Featured Post

BFRC

I am posting this as a benchmark, not because I think I'm playing very well yet.  The idea would be post a video every month for a ye...

Wednesday, August 1, 2012

Lazy Arguments

I know a little something about laziness. Here are some habits to avoid:

"X is inseparable from Y..." Ok, but what is the actual connection? What are you really saying about the connection between X and Y? Only that they belong in the same conversation?

"It is no coincidence that X and Y arise at the same time..." Once again, you are arguing that X and Y belong together. You are asserting that their co-incidence (occurring at the same time) is no accident. But, once again, what is actual link? Language poetry and Reaganism both occur in the 1980s. Could it be an accident? Yes, it could. Or LP is a reaction against Reagan, or the two could have a third, shared cause, etc...

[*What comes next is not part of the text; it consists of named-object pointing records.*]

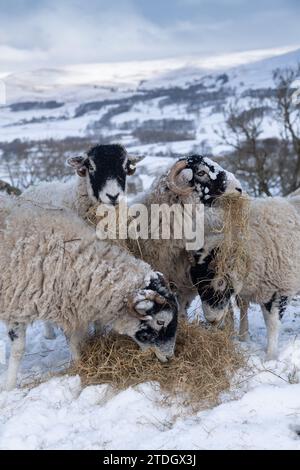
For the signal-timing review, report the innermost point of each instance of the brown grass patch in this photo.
(203, 366)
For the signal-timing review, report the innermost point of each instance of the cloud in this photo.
(43, 33)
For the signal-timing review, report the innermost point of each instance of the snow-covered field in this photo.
(262, 410)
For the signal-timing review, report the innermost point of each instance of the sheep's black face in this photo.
(215, 293)
(158, 325)
(106, 167)
(210, 180)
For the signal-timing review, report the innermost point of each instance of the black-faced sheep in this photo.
(273, 274)
(192, 180)
(102, 175)
(53, 268)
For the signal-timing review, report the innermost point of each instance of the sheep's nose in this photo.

"Z is no exception..." You state a general trend, and then introduce your own topic with a phrase like this. No problem, except that you aren't stating a very interesting connection between the general trend and your own topic, are you? (You are also using a cliché.) How about situating your topic in relation to the trend by saying that it is a particularly relevant example because it seems to illustrate the trend but really doesn't? Or call into question the relevance of the trend?

Instead of saying: "Avant-garde movements spread through the entire world. Latin America was no exception." You could say, "When Latin American artists became engaged with the avant-garde, they introduced a fundamental element absent from European movements: ..." You can see how much stronger that is. The reader wants to know what the element is.

So a strong argument argues for a relation between two elements that is not simply inseparability, coincidence (or the lack thereof), or the exemplification of a general trend. Weak arguments tend to point to potentially exciting juxtapositions without really articulating what kind of relation there is.